Bobby might not have understood everything, but he understood this: The land had to stay. People wouldn’t survive the loss of the wild — not to mention the unhappy fate of everything else living out there in the mist. Eventually the fog would pull back toward Lompoc, and you could see the cattle; you could see the islands in the channel and Figueroa Mountain across the valley. Bob and his brothers, Deming and Bill, put a conservation easement on the El Chorro with the California Rangeland Trust.
One morning on his commute to his day job at Hancock, he drove by Kendall-Jackson’s field off 101 as it was prepping for a vineyard. D8s were bulldozing out huge white oaks. Bobby came over to my house that night enraged about the stupid things people think they can do to land and how the county never seems to know what to do. He wrote a letter to The Santa Barbara Independent. He wrote a lot of letters; he called people. And as a result, back when Apple sold for $14 a share, the county warred for three years about oak trees and finally resolved it all with an oak ordinance, which nobody liked — but the valley white oaks got protected.
Bob’s grandfather registered the Muleshoe brand in 1906. Bobby coauthored a book on the Muleshoe Cattle Company chronicling that earlier Isaacson who, after he dropped out of college in 1905, took a train west along the Canadian border to Montana, bought horses, and set out toward Mexico to find the perfect ranch. “Fear drought and think big” was how Bob summed up his grandfather’s 22-year Arizona saga.
Bob had had prostate cancer for seven years, but he had lived with it and the attendant therapies with his usual good humor. I had visited him at his house in the week before he died. As night fell, he grew tired. “I have no desire … ” he said. I thought he was going to say more, but he didn’t — as if suddenly surprised — as if some greater drought had come, and the reservoir was almost dry.

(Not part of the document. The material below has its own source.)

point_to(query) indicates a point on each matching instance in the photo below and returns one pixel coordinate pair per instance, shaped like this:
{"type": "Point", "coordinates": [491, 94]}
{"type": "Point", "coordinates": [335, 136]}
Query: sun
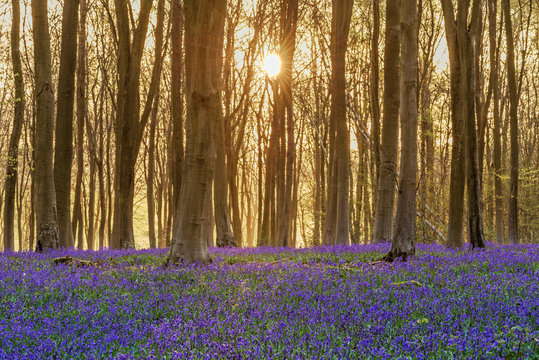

But Bobby was no good at endings. He was one of those guys who just liked the game. Someone else could figure out how to end it. There would always be some Chance card to be picked; some drought to ride out or to lay you in the dust; some story to retell around a flatbed after branding; some heifer that Sally would push him out of bed to check on some cold and rainy night; some other street in Dublin.